If we’ve learned anything from the recent deep freeze (other than not to take the garbage out while still in your pajamas, my bad) it’s that we can play football on Mars.
Since the so-called polar vortex swept down and locked most of the eastern half of the country in sub-zero temperatures, newscasters and meteorologists have been reaching for comparisons to prove just how cold it is, as if we couldn’t figure it out when we had to pry open the frozen front door. One such example that seemed popular was that it was actually warmer on Mars, despite it being about 100 million miles farther from the sun than Earth, than in most places in this country.
That’s true. The average temperature on Mars is about -23 Celsius which works out to about -9.4 degrees Fahrenheit. During the Green Bay/San Francisco playoff game last Sunday in Wisconsin, the temperature was around -12 degrees Fahrenheit. So, provided we substitute spacesuit helmets for the players’ helmets so they have oxygen, we could actually play football on Mars. It’s rumored the NFL is already looking for an expansion into that market since some of the players and fans appear to come from there. (Remember that Monday night game when the late commentator Alex Karras referred to Oakland Raiders player Otis Sistrunk’s alma mater as the University of Mars?)
The whole thing sounds like a bad Syfy Channel movie, which is to say any Syfy Channel movie. First, they had to go and name the weather phenomena the polar vortex. How many times have we heard Scotty on the Enterprise yell, “Captain! I’m giving her all she’s got but we’re still being sucked into the vortex! She can’t take any more! I can’t take any more! I’m outta here!”

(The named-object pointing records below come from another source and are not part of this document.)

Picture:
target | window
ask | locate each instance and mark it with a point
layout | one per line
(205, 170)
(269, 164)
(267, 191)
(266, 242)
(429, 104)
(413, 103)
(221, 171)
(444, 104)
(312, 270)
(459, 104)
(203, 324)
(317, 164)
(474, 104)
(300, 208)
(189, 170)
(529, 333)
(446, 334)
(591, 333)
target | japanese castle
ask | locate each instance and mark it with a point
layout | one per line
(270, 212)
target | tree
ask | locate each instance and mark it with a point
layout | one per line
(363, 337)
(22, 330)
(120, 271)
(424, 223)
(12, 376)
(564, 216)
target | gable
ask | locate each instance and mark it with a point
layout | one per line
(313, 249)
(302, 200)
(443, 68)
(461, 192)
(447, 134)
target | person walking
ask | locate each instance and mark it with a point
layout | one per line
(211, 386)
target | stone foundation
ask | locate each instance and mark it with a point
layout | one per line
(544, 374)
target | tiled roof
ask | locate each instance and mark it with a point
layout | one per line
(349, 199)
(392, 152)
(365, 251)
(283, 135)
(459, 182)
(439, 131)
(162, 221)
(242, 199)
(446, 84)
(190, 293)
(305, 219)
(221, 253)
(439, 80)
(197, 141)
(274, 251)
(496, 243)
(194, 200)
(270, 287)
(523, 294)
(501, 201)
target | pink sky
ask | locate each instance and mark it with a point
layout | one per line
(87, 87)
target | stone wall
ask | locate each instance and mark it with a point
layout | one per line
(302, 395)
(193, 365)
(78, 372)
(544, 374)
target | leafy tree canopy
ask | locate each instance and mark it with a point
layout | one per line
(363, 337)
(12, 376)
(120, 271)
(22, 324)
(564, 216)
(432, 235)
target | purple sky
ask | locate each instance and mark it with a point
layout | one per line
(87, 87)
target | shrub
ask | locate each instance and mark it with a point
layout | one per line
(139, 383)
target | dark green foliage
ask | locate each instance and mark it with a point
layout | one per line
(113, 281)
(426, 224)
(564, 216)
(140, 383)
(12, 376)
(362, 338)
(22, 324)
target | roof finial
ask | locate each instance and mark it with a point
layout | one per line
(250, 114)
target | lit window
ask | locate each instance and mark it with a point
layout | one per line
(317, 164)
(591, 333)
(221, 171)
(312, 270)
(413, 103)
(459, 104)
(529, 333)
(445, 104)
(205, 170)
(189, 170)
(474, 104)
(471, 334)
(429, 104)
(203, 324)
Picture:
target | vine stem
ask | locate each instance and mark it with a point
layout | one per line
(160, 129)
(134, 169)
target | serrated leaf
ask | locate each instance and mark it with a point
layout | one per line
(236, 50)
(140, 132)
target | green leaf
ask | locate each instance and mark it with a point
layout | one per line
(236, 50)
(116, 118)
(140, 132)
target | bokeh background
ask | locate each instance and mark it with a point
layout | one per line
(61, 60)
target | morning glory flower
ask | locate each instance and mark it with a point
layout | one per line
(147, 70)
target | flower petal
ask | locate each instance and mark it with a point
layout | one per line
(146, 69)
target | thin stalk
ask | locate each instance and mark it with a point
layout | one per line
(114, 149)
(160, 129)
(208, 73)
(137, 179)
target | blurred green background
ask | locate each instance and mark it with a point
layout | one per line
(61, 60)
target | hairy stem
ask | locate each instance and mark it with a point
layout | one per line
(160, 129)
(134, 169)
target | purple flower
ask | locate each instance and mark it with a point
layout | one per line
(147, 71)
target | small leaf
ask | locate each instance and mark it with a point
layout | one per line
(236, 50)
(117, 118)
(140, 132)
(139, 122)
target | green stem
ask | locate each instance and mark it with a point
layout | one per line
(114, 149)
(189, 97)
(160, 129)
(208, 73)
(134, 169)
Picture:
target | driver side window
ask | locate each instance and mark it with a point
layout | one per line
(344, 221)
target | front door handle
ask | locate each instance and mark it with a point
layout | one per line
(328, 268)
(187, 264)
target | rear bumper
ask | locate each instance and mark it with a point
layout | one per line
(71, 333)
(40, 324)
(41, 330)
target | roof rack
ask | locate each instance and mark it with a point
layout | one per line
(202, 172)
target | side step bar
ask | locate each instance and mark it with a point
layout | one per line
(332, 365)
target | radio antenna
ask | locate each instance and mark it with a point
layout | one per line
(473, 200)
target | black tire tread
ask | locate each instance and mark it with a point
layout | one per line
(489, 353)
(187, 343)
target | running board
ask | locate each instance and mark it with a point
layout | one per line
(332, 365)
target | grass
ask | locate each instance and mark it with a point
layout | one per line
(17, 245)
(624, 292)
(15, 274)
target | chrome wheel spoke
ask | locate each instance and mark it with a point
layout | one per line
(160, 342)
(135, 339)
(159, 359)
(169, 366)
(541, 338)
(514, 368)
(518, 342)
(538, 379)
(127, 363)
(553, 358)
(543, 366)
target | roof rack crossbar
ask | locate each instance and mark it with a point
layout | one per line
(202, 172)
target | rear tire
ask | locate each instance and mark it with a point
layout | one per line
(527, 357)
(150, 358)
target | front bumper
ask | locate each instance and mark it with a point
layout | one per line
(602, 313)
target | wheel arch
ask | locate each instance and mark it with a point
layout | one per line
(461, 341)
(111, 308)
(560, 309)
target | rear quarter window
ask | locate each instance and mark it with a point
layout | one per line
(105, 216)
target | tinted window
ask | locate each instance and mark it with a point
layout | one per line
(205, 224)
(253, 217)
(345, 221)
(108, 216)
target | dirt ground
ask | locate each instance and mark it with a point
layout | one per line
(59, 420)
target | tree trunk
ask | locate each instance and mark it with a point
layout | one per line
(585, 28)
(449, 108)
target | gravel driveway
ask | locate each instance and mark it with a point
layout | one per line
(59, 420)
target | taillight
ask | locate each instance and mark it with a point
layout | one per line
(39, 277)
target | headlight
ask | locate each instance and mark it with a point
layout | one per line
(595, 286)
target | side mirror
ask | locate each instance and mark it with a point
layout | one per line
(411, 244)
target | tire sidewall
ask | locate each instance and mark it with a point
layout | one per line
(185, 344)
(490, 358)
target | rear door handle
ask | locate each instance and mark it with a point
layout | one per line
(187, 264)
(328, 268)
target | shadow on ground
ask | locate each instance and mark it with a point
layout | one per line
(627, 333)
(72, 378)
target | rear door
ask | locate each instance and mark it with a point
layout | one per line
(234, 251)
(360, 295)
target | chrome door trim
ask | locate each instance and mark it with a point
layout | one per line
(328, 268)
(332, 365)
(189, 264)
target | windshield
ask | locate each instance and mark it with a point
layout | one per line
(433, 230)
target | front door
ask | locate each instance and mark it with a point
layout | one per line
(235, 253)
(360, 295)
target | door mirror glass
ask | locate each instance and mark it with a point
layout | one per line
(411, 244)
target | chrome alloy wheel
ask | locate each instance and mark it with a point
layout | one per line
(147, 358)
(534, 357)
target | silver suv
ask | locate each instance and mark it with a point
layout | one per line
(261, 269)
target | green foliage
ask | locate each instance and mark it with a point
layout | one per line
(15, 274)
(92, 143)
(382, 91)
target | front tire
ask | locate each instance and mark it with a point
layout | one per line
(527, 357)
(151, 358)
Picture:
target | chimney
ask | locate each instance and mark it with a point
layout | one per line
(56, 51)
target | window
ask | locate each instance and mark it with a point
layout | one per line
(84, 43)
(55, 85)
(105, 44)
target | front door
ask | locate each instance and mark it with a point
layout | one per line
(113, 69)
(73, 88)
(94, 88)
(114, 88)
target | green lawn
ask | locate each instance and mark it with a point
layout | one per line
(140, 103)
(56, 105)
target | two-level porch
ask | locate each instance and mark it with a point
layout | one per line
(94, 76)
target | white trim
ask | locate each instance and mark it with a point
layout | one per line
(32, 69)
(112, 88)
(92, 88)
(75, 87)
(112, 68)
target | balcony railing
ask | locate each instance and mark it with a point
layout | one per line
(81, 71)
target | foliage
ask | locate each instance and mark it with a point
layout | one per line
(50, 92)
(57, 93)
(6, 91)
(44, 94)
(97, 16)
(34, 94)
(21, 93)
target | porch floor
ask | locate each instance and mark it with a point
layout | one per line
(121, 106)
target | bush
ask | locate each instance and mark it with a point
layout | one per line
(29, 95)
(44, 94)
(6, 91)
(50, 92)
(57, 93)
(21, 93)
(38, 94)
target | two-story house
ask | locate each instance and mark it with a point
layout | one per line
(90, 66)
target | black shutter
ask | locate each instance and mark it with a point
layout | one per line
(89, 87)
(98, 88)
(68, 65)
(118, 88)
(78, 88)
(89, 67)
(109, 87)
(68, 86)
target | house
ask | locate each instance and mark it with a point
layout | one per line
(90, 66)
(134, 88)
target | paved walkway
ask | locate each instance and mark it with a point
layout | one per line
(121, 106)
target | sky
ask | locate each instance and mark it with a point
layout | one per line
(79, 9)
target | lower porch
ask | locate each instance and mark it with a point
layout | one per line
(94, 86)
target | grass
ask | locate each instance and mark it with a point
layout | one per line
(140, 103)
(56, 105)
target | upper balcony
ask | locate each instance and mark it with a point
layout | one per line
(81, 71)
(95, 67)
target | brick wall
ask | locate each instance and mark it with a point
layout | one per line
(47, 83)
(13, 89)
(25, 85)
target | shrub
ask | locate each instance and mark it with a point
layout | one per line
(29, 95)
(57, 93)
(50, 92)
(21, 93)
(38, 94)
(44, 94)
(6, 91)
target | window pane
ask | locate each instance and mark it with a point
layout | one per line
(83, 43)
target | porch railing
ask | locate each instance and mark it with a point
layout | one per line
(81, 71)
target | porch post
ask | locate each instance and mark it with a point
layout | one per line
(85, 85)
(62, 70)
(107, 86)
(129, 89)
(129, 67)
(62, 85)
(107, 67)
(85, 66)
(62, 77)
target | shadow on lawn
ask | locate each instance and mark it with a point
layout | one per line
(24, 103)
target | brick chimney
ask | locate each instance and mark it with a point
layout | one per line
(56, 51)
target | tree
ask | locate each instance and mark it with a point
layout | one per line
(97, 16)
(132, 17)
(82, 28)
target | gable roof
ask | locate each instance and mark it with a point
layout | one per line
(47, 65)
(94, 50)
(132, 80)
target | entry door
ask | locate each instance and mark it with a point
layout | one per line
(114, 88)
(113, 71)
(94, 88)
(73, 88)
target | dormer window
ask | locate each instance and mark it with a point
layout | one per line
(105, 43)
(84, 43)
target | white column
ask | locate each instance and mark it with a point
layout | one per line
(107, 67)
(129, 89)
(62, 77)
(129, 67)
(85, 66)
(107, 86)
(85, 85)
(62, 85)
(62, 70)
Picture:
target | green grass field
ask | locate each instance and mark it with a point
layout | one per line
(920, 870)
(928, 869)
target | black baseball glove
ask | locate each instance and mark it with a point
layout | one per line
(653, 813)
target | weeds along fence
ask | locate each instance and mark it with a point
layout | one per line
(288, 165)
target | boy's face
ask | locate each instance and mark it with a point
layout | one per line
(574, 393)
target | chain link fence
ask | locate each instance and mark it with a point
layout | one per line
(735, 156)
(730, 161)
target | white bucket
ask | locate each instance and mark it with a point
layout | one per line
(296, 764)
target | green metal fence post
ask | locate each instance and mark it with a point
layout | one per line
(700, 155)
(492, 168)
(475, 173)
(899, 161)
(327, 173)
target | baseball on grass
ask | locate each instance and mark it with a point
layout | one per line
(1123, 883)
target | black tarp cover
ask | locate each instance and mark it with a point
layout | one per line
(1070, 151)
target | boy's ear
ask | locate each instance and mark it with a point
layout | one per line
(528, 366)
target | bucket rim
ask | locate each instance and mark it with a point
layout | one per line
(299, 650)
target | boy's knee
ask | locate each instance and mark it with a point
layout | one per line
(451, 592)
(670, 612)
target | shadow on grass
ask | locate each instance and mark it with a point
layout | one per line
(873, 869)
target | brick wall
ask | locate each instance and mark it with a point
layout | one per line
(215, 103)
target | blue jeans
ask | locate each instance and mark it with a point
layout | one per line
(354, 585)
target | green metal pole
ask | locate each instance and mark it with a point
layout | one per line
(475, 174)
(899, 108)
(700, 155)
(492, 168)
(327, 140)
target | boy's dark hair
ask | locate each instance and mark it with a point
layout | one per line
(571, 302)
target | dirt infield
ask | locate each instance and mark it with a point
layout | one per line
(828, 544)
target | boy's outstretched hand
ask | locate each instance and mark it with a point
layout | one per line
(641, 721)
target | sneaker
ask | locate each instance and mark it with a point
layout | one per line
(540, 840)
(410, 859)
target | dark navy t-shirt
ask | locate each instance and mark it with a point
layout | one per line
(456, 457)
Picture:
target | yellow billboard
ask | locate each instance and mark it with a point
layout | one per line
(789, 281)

Of course, the Syfy Channel would have come up with a better name. Maybe, “Icenado.”
And of course the plot would have to explore all the side effects of a massive deep freeze beyond just the usual terminal frostbite, busted water pipes and dead car batteries. There’s the psychological ramifications of being trapped inside for days commonly known as cabin fever.
We’ve certainly been experiencing that at my house since the cold set in, trapped inside with three large dogs and two tomcats, none of whom seem to know the meaning of the words, “freeze your tail off.” God forbid we run out of dog and cat food or, more importantly perhaps, cat litter. Of course, in the Syfy Channel version the pets would probably be Great White Sharks.
The good news is that it’s forecast to begin warming up again starting today, at least relatively. I know I’ve learned a lesson from this experience and that’s that I will never again complain about being cold when it’s 40 degrees outside.
So take heart, the end of this cold spell, as my mom would call it, is in sight and spring is just 71 days away.